IM Swedish Development Partner was founded in 1938 as a counter to Nazism and later evolved into a large member-based organization that advocates for justice globally [1]. In order to target the illicit proliferation and misuse of small arms and light weapons, IM developed Humanium metal. This metal is created by melting down recycled metal gathered through gun destruction programs [2]. This project was established to address sustainable development goal 16, “peace, justice, and strong institutions.” This goal aims to promote peaceful and inclusive societies and ensure justice for all [3]. The creation of Humanium metal helps to improve the quality of life for those living in regions highly affected by violence. Producing Humanium metal increases the socio-economic condition of the area by providing them with a metal that can be used commercially. Humanium metal ensures an increase of political security by diminishing illicit small arms and light weapons before they are spread and used for further violence [4].

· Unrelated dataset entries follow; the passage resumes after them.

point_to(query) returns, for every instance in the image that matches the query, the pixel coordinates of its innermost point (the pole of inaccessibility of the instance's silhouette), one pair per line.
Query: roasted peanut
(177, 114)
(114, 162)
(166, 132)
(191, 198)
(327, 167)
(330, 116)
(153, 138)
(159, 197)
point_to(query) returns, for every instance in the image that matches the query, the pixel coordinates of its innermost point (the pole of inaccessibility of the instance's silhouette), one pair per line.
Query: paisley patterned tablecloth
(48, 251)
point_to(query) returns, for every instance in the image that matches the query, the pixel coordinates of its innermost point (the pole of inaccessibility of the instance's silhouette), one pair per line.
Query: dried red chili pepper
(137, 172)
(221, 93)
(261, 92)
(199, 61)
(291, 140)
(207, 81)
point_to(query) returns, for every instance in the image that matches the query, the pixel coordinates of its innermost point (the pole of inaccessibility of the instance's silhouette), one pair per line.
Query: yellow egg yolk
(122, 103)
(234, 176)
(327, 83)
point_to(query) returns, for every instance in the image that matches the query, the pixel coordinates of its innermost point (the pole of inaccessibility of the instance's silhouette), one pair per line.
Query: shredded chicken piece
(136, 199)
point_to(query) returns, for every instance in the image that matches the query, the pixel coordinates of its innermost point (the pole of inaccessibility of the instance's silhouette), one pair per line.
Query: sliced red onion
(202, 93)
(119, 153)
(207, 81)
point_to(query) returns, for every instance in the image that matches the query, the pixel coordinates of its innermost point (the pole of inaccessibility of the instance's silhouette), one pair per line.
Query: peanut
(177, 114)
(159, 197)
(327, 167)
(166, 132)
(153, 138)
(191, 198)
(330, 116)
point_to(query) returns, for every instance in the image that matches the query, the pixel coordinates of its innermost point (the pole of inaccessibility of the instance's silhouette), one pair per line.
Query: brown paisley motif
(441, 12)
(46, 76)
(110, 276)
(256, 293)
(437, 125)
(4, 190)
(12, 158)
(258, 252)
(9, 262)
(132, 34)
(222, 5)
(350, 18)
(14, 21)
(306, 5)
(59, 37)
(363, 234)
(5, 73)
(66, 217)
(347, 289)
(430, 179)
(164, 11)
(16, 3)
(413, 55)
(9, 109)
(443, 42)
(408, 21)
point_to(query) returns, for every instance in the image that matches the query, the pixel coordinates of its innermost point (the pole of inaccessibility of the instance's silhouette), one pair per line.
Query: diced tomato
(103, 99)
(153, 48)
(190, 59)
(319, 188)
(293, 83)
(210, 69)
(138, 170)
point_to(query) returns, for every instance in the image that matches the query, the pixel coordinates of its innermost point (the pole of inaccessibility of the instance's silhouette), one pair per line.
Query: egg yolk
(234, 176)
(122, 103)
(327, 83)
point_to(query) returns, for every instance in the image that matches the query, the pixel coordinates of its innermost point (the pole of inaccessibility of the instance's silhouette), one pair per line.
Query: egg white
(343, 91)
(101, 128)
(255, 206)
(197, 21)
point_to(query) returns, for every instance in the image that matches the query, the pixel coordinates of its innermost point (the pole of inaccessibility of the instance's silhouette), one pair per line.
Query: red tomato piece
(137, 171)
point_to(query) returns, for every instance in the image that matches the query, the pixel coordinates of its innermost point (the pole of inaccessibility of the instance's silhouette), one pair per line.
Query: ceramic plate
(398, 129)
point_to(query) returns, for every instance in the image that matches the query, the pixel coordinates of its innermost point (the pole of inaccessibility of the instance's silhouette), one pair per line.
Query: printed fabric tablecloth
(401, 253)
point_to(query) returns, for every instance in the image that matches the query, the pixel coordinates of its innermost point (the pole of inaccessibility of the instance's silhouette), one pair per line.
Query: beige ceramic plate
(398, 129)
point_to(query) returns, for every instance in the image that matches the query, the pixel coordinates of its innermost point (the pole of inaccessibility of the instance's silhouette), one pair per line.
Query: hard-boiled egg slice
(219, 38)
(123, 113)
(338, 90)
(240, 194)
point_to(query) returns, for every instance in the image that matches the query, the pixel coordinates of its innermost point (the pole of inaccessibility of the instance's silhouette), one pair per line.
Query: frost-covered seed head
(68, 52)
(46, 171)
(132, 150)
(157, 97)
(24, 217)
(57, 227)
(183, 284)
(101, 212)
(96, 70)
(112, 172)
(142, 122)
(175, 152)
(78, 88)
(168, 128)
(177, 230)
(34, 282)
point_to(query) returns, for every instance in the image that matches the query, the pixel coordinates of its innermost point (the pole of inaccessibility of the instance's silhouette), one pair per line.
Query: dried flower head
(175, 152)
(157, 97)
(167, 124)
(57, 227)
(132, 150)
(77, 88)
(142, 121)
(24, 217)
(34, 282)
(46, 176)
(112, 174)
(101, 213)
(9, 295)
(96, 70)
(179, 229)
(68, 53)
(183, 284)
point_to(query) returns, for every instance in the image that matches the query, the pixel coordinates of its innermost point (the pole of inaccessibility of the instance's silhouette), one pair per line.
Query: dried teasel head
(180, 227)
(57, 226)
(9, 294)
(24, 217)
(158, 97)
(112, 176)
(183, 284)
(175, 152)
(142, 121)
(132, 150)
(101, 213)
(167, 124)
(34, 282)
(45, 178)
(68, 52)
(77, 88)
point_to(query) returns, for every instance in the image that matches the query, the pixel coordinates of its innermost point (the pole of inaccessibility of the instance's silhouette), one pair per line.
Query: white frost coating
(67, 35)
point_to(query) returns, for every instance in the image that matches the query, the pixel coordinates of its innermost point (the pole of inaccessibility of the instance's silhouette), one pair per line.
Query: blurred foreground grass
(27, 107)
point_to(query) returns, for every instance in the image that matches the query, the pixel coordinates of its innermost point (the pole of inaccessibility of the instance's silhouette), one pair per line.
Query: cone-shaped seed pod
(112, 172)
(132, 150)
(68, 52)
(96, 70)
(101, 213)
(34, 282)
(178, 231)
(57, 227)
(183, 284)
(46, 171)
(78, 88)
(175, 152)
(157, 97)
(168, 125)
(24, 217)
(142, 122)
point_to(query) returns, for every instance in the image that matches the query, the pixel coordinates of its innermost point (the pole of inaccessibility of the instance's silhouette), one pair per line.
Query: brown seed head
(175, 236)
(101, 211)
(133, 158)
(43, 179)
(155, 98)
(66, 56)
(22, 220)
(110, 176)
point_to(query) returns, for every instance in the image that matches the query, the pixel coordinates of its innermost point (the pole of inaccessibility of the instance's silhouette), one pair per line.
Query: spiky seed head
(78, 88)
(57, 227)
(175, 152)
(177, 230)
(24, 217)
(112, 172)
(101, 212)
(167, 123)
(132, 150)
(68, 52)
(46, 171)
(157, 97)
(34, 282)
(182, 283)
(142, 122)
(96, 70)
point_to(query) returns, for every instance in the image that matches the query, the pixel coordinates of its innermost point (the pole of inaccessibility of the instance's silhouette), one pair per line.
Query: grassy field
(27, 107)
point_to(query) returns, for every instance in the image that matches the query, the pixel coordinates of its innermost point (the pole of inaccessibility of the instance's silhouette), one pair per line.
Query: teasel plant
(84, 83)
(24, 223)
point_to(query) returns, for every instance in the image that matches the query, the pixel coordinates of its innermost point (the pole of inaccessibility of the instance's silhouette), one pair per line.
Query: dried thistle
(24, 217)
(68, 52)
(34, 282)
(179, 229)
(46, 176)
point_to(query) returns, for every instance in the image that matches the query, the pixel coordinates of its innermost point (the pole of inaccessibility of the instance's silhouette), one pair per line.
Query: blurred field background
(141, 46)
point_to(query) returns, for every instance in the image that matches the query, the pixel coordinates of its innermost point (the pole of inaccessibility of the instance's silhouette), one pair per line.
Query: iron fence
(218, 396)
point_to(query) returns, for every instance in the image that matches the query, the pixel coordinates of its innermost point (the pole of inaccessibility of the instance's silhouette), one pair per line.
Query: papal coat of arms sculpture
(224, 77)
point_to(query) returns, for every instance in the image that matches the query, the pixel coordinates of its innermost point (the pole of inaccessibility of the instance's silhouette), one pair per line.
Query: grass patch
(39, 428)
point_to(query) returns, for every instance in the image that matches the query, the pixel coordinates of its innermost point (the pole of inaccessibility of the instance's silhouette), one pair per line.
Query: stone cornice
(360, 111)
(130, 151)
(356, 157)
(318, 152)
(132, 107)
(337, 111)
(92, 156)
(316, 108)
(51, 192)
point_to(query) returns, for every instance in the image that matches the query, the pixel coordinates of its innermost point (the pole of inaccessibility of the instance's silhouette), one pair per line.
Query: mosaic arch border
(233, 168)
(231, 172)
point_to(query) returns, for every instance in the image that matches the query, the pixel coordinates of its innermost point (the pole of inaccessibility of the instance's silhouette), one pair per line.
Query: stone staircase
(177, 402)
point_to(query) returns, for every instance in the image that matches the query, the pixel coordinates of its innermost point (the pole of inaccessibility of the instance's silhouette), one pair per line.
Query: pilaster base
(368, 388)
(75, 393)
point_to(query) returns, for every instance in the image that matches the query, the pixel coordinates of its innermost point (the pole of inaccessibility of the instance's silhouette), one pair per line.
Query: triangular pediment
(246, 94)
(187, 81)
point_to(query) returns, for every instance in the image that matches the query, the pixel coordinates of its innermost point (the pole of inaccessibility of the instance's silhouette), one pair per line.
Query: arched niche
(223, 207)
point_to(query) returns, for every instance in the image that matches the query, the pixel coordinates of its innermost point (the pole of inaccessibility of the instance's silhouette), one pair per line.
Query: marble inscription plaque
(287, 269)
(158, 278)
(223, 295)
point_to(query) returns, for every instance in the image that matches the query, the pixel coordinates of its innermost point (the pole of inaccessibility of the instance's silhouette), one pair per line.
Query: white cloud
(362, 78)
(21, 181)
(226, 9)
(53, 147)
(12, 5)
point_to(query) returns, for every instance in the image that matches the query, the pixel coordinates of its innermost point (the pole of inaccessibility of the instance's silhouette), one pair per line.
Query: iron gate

Humanium production programs have been initiated in El Salvador and Guatemala and are being negotiated to begin in Honduras and Colombia very soon. The process of creating Humanium begins with collecting illegal weapons that the police usually handover. After collection, these weapons are melted down into a brick shape. This metal is then available to brands to be used as a commercial commodity in their products or artwork. The funds that are collected as a result of selling Humanium to brands, artists, and designers then go back to communities affected by gun violence as well as survivors and the families of victims. Triwa, Skultuna, A Day’s March, Le Cord and Yevo are amongst the many brands that are currently using Humanium to produce consumer products such as buttons, watches, bracelets, zippers, and mobile accessories. [5]

Bricks of Humanium metal. (http://humanium-metal.com/)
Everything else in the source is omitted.